I think in the end it did come down to the pathetic state of the current rolling stock (that train was a particularly gutless DMU unit), and also probably areas of track that aren’t up to standard, pathetic signalling, the remaining area of single-track between Avondale and New Lynn…. and so on. But perhaps most of all, it really highlighted to me how essential electrification is to Auckland’s rail future. The train we were on was seriously putting the foot down with a damn loud result as we edged our way up towards Newmarket. In an electric train, I felt we’d surely just zip up that hill in half the time it took on the DMU. The 10 minute trip to Newmarket could be halved to 5 minutes, the 25 minute trip from Britomart to Avondale could be reduced to 15 minutes. Heck…. 15 minutes! It took about 45 minutes to do that same trip on the bus just last night (that’s another story). You wouldn’t have a chance of getting from town to Avondale in 15 minutes at peak hour in a car so all of a sudden catching the train would be the obviously quickest way to get into the city for most people living along the western line (that scenario is already true for many on the eastern and southern lines). As I write this, I hear the enormous thunder of another deisel train head past (the train line isn’t too far away from me) and it just drives home another huge advantage of electrification: the quietness. If people are to be encouraged to live closer to train stations (so that it’s more likely they’ll actually catch the train) then we don’t want them annoyed to hell by the constant roar of a deisel locamotive or DMU as it struggles to pull away from the station. That’s just so 19th century.
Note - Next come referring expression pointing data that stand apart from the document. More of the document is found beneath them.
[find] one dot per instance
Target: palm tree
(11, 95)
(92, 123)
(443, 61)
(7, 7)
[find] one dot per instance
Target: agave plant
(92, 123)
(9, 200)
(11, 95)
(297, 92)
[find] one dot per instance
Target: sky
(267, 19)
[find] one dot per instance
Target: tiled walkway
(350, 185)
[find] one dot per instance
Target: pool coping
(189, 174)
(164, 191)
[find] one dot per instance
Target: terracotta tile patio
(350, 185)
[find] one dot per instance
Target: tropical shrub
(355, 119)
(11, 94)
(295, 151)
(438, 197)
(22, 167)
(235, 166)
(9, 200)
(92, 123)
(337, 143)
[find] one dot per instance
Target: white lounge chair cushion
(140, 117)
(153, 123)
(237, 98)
But yeah, the other bugbear I’ve had with public transport lately has come from using the bus to get into the city 4-5 times in the last couple of weeks. I have no real problem with the level of service we have in this corner of Auckland: buses come every 15 minutes even during off-peak hours, while my study of peak hour buses along New North Road routes showed that there are often 2-3 minute frequencies in the morning peak: excellent by any standard I reckon. However, the big problem with buses is how damn long they take to get you to where you want to go. On New North Road this isn’t helped by the absense of bus lanes (not quite sure why they’ve never got around to them on this particular arterial, considering they’re on most other main roads that head into the city). However, even when the roads are flowing freely (which they generally have been doing in recent months thanks to higher petrol prices) the bus seems to take an age to get anywhere, simply because boarding times are so damn slow. Catching a peak hour bus out of the city at around 5pm last night really proved to me how pathetic the current system is at dealing with lots of people getting on the bus at one time. Even if most people travelling are using bus cards and the driver doesn’t need to handle money constantly, the system requires so much time to process just one passenger that if there are 20 queued up you end up just sitting there for 2-3 minutes. Multiply that by three or four major ‘pick-up’ stops in the city and it’s no wonder it took about 45 minutes to get from midtown out to Avondale.

I remember Sydney having a great solution to this problem. If you had a bus pass you just fed it into a little machine yourself, it beeped to say the pass was OK and you got on, no interaction with the driver at all. In fact, the machine was located on the opposite side of the entrance to the driver, so if one person was holding things up by searching through their bag for their wallet, and searching through their wallet for some change, people could continue to board, speeding things up enormously. In Rome I remember the buses had a machine at the front and the back, while also having entrances in three locations. This meant things were sped up enormously, a good thing as Rome’s buses were damn busy as a result of their rather undeveloped metro system.

I have heard rumours about smart-card systems coming to Auckland soon. I just hope that whatever ticketing system we have, it enables people to get on the bus a damn sight faster than what happens at the moment.